Rising Sun

In dawn’s quietude
the rising sun is a full stop on the horizon,
a sizzle from red to orange, rude
in its nakedness, all the while rising
into a still slumbering sky.
Its light is concentrated in one place,
a gold reflection like a cat’s eye,
shimmering across the Earth’s face.

A rusty vixen trots from behind a tree,
the sunlight burnishing her fur.
She grips a bloody bundle between her teeth,
feathers bristling like a flower head or burr.
She hastens home to feed her young,
the cubs she left in in her cozy den.

She hears the shot, the echoing bang–
the cubs will not see their mother again.

Kim M. Russell, 9th April 2025

Applique Rising-Sun Quilt, about 1845, Peabody-Essex Museum in Salem, Massachusetts.

On Day Nine of NaPoWriMo, the featured resource is the online gallery of the Peabody-Essex Museum in Salem, Massachusetts. I was really drawn to the rising sun quilt.

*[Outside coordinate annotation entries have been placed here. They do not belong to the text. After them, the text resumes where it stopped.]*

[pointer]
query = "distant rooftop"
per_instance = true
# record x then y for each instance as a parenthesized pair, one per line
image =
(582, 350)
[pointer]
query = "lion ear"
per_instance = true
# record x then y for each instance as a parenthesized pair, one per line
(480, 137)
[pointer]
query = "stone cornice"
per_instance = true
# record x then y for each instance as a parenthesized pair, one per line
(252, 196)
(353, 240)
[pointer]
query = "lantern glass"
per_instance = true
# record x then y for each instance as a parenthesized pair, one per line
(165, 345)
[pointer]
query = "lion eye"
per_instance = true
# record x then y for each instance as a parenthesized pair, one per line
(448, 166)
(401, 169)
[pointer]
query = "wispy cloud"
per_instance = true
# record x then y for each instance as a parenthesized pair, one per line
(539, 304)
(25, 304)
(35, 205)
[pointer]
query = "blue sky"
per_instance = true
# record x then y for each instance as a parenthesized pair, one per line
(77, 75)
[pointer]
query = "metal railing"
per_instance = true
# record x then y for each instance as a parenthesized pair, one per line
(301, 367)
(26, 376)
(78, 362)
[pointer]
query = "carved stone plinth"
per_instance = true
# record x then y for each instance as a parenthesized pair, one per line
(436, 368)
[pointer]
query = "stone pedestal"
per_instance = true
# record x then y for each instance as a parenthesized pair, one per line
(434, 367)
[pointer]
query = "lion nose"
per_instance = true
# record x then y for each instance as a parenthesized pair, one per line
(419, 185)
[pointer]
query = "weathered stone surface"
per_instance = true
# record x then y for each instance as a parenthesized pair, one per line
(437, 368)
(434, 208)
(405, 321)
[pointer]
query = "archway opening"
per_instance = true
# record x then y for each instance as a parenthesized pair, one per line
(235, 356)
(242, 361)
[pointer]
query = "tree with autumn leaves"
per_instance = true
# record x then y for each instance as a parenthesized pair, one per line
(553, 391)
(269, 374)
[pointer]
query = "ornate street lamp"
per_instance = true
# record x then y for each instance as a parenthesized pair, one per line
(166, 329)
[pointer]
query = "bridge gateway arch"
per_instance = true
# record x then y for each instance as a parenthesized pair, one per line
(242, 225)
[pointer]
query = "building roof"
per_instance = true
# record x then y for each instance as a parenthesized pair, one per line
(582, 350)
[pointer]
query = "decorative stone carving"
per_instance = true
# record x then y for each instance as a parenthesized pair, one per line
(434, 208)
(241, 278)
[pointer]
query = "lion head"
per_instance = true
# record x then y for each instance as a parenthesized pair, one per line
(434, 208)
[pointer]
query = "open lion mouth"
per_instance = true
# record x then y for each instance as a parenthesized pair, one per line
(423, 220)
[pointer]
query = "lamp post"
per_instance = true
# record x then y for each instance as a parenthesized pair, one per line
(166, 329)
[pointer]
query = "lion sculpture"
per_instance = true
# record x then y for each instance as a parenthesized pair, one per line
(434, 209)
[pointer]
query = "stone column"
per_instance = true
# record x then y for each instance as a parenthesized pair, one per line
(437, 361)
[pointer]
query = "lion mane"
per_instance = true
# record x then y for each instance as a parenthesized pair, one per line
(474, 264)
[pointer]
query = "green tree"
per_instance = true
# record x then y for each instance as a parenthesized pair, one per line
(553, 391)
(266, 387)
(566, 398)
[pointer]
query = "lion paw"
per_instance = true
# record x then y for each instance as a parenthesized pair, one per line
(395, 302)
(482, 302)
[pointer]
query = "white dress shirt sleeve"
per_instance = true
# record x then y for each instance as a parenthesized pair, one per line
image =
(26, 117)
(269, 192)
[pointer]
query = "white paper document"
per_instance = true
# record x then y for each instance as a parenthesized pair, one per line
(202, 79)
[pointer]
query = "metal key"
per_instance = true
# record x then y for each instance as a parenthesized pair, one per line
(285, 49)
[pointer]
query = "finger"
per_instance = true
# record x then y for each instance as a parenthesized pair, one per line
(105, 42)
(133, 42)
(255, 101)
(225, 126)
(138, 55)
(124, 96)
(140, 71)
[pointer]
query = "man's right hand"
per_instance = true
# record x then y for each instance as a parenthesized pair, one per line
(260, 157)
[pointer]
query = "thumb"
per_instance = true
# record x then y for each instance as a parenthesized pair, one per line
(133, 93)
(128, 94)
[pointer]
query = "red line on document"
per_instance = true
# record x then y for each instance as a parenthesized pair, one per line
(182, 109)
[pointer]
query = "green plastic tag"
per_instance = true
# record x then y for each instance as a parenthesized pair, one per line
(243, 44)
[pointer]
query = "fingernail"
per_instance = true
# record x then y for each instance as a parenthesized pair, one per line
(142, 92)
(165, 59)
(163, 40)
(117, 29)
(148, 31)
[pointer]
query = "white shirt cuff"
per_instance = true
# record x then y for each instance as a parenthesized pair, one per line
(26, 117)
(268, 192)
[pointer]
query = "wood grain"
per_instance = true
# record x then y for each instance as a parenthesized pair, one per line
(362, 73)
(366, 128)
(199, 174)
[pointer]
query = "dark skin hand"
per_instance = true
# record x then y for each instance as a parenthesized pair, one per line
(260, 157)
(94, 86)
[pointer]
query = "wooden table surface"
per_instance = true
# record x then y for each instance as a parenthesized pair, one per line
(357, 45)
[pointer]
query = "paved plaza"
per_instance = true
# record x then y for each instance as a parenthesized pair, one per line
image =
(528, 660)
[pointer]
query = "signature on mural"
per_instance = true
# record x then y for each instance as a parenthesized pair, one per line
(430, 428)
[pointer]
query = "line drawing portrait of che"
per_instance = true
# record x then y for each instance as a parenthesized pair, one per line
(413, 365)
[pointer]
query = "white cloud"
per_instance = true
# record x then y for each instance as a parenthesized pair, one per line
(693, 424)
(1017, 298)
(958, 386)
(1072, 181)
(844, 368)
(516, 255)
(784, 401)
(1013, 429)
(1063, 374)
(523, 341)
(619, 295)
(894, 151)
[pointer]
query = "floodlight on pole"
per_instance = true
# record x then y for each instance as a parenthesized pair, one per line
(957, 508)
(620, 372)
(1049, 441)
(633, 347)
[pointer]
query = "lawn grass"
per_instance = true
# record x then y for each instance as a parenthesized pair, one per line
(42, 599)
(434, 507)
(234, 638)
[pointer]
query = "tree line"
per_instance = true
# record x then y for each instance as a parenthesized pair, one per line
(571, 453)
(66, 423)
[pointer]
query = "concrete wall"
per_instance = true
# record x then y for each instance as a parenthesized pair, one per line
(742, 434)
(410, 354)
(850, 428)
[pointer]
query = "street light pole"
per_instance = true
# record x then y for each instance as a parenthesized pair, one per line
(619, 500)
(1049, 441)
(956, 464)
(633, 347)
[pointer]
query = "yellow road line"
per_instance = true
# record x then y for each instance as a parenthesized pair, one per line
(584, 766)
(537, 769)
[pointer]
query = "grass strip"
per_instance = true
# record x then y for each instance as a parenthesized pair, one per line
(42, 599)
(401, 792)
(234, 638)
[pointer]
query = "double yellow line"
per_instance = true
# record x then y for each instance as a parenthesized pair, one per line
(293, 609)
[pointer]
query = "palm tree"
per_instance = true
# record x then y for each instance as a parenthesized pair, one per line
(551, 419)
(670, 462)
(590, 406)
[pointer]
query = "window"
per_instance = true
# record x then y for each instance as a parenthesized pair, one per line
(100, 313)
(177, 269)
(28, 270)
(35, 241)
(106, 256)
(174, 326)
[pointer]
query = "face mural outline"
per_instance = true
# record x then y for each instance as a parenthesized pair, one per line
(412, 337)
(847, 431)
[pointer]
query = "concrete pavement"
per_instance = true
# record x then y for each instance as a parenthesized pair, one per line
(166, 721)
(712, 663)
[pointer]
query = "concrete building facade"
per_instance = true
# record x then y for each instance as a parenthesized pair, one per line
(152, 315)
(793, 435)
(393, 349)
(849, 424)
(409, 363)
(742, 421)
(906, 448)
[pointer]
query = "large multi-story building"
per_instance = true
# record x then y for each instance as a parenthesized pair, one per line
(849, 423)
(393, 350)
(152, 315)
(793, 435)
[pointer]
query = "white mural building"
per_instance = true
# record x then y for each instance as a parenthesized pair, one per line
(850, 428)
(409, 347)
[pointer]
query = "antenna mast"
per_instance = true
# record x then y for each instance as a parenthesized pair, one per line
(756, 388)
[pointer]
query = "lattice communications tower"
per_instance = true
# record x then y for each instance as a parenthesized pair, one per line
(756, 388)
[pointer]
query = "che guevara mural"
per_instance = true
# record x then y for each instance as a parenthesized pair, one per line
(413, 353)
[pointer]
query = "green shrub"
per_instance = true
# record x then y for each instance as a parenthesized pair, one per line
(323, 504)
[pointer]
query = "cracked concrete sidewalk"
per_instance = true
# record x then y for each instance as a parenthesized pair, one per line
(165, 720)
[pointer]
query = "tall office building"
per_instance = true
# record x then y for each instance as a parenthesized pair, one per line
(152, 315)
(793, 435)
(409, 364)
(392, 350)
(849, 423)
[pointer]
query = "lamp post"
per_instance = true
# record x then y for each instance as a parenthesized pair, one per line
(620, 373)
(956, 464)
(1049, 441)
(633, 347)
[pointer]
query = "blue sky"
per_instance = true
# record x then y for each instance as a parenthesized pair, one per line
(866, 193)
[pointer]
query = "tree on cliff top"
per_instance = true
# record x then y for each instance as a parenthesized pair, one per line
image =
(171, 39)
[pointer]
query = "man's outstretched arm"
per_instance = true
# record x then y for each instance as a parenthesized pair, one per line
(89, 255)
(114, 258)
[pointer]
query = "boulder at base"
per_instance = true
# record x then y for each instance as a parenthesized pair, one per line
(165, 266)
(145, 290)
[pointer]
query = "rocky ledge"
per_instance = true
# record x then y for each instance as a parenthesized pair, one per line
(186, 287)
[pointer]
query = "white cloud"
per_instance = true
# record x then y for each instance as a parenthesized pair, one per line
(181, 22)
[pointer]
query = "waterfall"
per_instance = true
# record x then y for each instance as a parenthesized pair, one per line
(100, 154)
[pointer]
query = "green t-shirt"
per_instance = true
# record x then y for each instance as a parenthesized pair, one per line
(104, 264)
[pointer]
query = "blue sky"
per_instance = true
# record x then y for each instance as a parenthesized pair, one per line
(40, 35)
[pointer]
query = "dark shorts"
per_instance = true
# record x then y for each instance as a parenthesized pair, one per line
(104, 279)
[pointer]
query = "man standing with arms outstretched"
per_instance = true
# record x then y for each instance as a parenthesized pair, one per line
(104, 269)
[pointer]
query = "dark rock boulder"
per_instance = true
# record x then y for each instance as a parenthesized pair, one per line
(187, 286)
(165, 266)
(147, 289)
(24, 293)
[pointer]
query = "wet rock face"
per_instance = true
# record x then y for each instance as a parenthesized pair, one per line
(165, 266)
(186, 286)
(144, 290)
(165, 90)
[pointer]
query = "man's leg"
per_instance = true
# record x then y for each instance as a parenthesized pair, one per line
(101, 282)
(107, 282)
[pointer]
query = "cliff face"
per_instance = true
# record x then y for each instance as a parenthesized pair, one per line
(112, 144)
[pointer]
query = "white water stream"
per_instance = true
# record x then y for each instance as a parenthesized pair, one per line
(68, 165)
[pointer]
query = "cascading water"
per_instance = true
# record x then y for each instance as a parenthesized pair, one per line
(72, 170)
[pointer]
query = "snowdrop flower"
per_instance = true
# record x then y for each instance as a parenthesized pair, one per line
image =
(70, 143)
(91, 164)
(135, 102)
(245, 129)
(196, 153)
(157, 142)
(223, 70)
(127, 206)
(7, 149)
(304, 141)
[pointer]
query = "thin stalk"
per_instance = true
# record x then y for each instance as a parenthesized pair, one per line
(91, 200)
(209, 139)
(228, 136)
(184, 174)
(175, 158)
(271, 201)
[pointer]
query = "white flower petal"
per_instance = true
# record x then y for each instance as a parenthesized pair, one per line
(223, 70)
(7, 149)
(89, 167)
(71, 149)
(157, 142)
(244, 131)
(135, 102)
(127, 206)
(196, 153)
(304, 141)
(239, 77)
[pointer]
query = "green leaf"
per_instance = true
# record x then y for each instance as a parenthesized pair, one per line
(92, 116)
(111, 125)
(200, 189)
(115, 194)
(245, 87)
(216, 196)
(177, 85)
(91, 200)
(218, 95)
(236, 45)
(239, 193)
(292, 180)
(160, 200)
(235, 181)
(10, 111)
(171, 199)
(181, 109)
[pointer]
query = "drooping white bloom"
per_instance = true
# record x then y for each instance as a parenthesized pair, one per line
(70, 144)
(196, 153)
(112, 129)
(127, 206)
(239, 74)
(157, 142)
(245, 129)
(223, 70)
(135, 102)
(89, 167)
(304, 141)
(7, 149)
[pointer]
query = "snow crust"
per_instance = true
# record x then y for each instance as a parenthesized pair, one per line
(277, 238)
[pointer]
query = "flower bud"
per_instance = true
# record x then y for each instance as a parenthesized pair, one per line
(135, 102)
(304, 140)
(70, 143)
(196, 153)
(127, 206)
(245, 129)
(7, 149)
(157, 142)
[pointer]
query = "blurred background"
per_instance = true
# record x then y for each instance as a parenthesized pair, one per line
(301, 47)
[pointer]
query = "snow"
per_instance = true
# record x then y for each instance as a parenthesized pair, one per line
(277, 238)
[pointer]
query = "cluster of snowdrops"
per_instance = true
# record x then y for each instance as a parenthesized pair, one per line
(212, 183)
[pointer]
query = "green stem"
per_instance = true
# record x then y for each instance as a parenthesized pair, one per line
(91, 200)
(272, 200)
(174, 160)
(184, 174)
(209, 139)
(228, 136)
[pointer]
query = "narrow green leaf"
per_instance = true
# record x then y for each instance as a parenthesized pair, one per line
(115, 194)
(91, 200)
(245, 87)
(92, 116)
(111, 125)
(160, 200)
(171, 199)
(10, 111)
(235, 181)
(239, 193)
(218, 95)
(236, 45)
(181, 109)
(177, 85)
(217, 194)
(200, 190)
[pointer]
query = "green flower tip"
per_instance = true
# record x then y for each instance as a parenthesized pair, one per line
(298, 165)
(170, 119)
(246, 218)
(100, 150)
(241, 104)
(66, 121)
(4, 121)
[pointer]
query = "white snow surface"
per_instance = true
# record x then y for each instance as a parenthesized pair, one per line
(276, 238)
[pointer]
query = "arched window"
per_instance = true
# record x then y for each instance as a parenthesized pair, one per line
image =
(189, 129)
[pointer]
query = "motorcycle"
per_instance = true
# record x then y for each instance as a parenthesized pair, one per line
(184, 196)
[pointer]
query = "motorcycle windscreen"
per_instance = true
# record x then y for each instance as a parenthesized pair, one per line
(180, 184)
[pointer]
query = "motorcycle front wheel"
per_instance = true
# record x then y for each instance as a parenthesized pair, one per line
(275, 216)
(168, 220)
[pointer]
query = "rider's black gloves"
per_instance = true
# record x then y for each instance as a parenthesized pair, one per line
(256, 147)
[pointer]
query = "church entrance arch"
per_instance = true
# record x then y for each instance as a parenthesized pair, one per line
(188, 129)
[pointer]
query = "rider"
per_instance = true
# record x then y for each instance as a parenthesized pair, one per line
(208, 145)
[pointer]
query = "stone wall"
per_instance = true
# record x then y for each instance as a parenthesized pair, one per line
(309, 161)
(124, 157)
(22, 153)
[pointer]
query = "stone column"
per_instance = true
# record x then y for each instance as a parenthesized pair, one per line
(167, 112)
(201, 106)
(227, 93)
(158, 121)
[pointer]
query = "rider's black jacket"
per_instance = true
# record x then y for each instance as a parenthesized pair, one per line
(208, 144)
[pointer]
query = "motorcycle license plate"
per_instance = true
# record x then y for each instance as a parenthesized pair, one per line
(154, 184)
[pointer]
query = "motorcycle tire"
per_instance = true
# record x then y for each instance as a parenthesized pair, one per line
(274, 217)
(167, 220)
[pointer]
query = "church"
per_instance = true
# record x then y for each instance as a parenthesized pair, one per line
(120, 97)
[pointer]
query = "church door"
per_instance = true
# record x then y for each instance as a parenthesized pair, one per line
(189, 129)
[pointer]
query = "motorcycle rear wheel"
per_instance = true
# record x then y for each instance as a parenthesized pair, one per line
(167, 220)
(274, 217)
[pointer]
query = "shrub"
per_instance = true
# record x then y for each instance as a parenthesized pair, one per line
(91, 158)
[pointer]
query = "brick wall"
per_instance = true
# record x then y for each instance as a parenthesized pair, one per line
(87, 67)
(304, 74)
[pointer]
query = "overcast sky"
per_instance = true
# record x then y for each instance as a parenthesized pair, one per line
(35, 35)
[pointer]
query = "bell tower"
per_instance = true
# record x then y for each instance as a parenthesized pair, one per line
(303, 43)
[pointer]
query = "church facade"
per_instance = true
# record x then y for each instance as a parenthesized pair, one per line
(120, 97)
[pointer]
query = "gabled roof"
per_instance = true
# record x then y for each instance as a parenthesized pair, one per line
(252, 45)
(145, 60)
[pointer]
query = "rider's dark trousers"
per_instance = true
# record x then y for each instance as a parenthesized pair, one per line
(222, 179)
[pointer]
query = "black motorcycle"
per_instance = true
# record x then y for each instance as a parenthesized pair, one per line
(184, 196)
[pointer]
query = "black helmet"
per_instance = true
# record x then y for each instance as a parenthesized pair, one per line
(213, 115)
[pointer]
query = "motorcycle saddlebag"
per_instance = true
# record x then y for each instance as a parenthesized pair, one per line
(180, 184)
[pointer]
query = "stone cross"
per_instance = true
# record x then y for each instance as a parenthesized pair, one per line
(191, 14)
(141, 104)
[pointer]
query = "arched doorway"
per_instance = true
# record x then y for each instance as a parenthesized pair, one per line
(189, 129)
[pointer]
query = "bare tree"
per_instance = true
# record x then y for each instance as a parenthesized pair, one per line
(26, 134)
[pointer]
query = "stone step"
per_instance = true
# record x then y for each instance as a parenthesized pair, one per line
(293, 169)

The optional prompt for the day is focused on poetry offering us a way to play with and experience sound: “through meter, rhyme, varying line lengths, assonance, alliteration, and other techniques that call attention not just to the meaning of words, but the way they echo and resonate against each other”.

The poem shared as an example of some of these sound devices in action is Robert Hillyer’s poem, ‘Fog’, which “uses both rhyme and uneven line lengths to create a slow, off-kilter rhythm that heightens the poem’s overall ominousness”.

Our challenge is to write poems that use rhyme, but without adhering to specific line lengths. For extra credit, we should reference a very specific sound, like the buoy in Hillyer’s poem.